The Arishok's eyebrows lowered questioningly. It was funny, she used to think his face gave away none of his thoughts, but she was learning that the slight changes in his features communicated a great deal if one was playing close enough attention.

Continuing, she said, "You know, some gorgeous kossith girl with a nice… rack?" She swirled her hands suggestively around her chest before moving up to her head where horns would be.

The Arishok exhaled loudly. "This is something you have been _unendingly curious_ about?"

Hawke said defensively, "Amongst other things, yes. Your ways are so different from our own when it comes to relationships but, at the same time, some things are universal. Emotional bonds, love, lust, whatever you want to call it. I can't imagine that you, the great and mighty Arishok, would be considered anything other than a prime catch."

Something resembling a rumble emanated from the Arishok's chest. Radiating impatience at this line of questioning, he gestured dismissively. "You see from a flawed perspective, Hawke. Those who follow the Qun are not subject to the whims of transient physical desires; these fleeting urges are considered distractions from fulfilling one's purpose under the Qun.
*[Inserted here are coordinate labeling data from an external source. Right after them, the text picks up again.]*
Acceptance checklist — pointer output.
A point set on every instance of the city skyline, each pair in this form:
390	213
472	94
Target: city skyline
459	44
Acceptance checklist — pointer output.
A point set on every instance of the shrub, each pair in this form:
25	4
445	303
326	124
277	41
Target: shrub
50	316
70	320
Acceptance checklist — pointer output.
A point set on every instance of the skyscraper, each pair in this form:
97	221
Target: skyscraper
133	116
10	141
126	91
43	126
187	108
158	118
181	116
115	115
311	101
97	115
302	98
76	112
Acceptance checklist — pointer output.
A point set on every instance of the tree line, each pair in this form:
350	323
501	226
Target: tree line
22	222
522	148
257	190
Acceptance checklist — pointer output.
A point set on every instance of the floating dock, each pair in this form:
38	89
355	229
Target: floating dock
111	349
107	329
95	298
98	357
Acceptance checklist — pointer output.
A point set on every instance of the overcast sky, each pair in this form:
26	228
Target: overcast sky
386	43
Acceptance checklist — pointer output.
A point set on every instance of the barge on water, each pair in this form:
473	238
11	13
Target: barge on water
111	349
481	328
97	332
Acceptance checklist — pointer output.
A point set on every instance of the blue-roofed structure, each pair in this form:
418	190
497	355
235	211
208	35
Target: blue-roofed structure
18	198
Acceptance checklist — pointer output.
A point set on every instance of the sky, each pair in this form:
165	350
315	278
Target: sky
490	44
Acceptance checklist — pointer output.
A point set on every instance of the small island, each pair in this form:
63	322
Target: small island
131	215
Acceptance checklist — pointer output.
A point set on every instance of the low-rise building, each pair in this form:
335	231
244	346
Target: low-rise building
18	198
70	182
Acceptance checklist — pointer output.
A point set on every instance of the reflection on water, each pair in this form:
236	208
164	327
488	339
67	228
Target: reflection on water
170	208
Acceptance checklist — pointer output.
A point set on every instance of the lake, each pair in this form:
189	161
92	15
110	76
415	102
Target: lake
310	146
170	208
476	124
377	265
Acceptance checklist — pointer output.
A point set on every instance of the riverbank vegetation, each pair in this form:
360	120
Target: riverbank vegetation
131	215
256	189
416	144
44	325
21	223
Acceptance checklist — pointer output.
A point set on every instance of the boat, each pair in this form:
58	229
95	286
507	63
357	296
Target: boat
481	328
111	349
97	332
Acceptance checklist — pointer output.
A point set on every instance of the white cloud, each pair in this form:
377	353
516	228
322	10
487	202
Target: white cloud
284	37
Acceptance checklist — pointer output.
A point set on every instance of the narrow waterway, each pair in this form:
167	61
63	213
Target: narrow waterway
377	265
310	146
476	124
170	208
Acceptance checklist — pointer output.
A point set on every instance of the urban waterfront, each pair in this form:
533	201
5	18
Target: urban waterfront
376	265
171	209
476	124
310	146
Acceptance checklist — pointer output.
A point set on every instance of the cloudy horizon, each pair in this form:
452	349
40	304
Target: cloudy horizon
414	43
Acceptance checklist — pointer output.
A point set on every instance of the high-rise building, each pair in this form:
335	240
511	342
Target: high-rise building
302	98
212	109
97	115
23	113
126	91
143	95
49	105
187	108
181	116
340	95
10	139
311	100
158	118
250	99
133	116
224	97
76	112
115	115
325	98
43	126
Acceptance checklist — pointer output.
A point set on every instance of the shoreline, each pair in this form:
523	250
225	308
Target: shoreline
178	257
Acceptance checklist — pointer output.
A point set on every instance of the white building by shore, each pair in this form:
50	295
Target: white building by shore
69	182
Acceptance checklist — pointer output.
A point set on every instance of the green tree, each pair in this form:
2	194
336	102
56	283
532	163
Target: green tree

Relationships between males and females are arranged by our _tamassrans_ for the purposes of breeding strong offspring, a new generation of Qunari, not for the sake of _romance_." Of course the word romance was said with a lip-curling sneer.

Hawke leaned back in her chair and crossed her arms over her chest, eyes widening incredulously. "So let me get this straight: you've never had sex except on command. The Arishok, the baddest motherfucker around so far as I can tell, lets himself be paired off and bred like an animal?"

There was the rumble again. It would feel amazing to be pressed up against him when he does that; she'd be able to feel the vibration through her whole body, she just knew it.

His hand sliced through the air. " _Parshaara_! There is no purpose to this line of questioning. Our ways are not for one such as you to understand."

Hawke smirked, not taking offense in the slightest. She knew she'd pushed him. "Hey, you were the one that let me choose the topic. I would have been happy with hearing you tell me funny stories from when you were a baby Arishok."

His eyebrows knitted together. "One is not born to be Arishok. It is a role that is earned."

Throwing her hands out pointedly, she said, "See? I admit to being woefully ignorant on how one goes about becoming the Arishok. Enlighten me!"

After that, Hawke called upon every bit of her good-natured charm and genuine curiosity to pry as much information as possible from her dinner companion. She learned how he steadily rose in the ranks of the _antaam_ , from _karashok_ to _karasten_ to _sten_. She wouldn't say he was an enthusiastic raconteur along the lines of some of her more garrulous companions but his even, impassive manner of speaking nonetheless held her enthralled.

Their dinner arrived and Hawke savored her perfectly grilled _dathrasi_ tenderloin. At the Arishok's recommendation, Hawke had her first taste of Seheron wine and fell in love with its sweet, smoky flavor. She cut herself off after two glasses; she wasn't entirely comfortable with the idea of being anything less than fully in control of her faculties in front of the Arishok. Hawke was a flirt by nature and she had been helpless to resist her natural urge to do so, although she managed to keep it fairly subtle. Direct eye contact, warm smiles, gentle teasing—the sort of things she did almost unconsciously when she was attracted to a man. Any more wine and she wasn't sure she'd be able to restrain herself further.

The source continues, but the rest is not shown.